LONDON (Reuters) - British armed police could get greater legal protection if they shoot suspected criminals after Prime Minister David Cameron ordered a review of current laws in the light of mass shootings in Paris last month, the Sunday Times reported.
Following the attacks by Islamist militants in Paris which killed 130 people, London police have said they could deal with a similar style of assault but that they are looking to increase the number of armed officers on patrol.
Unlike most forces around the world, British police are not routinely armed and currently just over 2,000 of London’s 31,000 officers are able to carry guns.
The Sunday Times, citing a senior government source, said Cameron was prepared to change current laws to give those armed officers greater protection against prosecution.
“Terrorist incidents both at home and abroad have shown very clearly the life-and-death decisions police officers have to make in split-second circumstances,” the source said, according to the newspaper.

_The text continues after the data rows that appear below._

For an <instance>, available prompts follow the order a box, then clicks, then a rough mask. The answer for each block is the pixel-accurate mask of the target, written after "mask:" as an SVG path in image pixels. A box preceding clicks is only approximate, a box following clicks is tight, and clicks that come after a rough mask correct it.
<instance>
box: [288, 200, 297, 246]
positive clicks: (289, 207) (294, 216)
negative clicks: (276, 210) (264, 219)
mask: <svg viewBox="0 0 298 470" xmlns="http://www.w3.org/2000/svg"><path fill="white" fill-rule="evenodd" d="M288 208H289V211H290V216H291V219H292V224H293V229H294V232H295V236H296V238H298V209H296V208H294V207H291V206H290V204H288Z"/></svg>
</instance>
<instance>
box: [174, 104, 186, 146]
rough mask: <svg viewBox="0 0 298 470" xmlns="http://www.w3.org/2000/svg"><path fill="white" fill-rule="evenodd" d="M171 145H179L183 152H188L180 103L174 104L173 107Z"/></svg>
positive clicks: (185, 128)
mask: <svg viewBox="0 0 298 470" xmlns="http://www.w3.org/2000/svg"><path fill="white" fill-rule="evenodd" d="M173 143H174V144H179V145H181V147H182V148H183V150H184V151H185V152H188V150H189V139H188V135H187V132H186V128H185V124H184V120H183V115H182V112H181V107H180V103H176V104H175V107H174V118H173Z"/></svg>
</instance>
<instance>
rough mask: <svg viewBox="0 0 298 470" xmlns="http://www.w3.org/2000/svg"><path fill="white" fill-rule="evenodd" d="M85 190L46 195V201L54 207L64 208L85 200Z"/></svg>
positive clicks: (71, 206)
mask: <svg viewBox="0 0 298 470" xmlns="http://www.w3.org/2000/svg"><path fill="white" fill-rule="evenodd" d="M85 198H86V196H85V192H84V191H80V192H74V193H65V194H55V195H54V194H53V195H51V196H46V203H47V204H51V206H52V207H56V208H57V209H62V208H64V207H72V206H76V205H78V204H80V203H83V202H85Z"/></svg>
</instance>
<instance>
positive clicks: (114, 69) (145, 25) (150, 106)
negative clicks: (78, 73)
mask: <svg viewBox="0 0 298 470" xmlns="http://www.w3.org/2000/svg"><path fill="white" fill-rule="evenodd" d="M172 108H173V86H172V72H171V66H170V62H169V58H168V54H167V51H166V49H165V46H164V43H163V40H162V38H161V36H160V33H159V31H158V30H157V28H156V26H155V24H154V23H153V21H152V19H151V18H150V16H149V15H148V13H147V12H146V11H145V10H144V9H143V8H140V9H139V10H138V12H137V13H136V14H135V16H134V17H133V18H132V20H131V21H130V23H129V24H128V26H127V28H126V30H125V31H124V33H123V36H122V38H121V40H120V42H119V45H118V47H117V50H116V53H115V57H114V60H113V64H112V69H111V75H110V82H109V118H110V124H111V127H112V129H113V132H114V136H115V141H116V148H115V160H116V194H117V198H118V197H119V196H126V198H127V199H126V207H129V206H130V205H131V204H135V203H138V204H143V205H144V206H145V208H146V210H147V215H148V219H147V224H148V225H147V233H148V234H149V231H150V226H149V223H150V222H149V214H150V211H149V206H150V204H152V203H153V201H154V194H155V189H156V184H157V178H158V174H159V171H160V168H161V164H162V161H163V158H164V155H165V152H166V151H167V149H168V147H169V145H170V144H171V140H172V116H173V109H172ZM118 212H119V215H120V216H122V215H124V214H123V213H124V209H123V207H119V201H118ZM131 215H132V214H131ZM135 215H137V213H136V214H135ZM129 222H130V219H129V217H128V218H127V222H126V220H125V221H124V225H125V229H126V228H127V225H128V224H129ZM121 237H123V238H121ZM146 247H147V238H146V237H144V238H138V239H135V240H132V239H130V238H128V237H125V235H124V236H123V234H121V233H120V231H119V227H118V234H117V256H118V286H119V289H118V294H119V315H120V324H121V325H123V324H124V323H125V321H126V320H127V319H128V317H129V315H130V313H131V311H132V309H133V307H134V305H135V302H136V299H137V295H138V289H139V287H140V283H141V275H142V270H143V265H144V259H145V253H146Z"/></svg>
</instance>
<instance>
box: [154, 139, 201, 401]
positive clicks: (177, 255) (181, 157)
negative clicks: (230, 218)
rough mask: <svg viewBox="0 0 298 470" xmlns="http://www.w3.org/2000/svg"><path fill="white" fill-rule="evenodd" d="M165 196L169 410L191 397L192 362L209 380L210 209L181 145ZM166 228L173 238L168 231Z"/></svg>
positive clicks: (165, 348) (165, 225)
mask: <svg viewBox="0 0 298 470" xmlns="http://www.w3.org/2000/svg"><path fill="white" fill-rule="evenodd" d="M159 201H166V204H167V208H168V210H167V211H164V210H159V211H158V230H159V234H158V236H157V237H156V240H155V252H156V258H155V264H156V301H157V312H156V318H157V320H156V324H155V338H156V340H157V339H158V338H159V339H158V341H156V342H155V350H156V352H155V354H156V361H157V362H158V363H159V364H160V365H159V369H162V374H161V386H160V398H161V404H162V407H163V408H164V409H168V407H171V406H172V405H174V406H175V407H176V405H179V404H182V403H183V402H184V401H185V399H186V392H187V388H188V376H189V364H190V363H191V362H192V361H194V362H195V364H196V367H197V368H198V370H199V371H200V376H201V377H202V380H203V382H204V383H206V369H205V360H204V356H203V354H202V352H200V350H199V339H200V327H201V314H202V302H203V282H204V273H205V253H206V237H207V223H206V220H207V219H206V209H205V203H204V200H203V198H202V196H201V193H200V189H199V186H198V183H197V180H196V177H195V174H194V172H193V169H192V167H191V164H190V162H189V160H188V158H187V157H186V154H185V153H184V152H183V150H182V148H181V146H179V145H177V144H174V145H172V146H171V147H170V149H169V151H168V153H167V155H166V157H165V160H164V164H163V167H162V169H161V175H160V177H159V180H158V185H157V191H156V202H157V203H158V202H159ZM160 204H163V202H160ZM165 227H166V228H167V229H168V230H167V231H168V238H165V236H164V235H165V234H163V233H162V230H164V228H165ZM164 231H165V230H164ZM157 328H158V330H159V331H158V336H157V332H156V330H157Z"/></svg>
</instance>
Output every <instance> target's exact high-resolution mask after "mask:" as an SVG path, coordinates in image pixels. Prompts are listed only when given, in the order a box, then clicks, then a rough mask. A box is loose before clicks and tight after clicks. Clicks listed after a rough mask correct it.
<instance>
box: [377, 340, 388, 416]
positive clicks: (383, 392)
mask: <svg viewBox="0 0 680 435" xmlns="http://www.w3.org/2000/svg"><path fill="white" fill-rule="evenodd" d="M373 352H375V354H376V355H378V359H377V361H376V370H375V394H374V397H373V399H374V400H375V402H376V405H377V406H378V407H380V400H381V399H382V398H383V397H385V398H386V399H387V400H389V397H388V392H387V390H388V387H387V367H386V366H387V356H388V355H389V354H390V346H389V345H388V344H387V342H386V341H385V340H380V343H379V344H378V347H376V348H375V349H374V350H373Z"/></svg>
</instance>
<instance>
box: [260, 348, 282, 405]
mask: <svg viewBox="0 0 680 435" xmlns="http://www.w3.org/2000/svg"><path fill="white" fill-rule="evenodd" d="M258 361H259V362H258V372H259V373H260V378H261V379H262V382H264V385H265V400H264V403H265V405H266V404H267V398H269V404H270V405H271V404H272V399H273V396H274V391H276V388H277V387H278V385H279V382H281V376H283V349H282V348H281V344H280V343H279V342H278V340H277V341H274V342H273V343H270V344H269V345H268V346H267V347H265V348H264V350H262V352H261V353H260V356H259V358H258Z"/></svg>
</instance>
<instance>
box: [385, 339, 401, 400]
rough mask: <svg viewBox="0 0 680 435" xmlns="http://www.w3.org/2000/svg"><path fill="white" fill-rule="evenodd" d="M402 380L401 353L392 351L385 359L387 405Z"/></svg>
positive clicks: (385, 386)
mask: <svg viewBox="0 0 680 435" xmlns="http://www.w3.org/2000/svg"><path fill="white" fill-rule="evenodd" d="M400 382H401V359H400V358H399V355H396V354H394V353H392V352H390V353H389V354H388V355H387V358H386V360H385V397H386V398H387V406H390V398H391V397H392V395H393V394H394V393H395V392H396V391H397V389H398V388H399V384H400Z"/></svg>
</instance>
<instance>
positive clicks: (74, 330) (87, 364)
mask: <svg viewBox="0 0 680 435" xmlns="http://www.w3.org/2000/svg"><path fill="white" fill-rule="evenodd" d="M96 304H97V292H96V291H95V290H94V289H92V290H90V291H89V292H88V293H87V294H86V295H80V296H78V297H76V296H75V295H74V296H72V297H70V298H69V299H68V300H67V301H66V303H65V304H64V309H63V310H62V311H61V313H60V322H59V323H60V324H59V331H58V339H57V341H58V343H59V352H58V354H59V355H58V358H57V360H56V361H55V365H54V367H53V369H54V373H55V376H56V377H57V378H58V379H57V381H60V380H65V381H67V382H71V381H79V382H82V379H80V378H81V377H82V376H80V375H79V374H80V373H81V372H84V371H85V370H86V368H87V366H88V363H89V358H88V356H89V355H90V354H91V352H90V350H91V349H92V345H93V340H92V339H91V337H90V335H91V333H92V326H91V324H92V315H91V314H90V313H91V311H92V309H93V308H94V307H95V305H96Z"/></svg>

The paper reported that the government would review whether existing laws go far enough to support officers. Currently armed police can defend their use of weapons if they “honestly and instinctively” believe that doing so is reasonable.
“We must make sure that when police take the ultimate decision to protect the safety of the public they do so with the full support of the law and the state — there can be no room for hesitation when lives are at risk,” the source told the newspaper.
Last week police launched a murder investigation and arrested a firearms officer after the fatal shooting of a 28-year-old man in north London.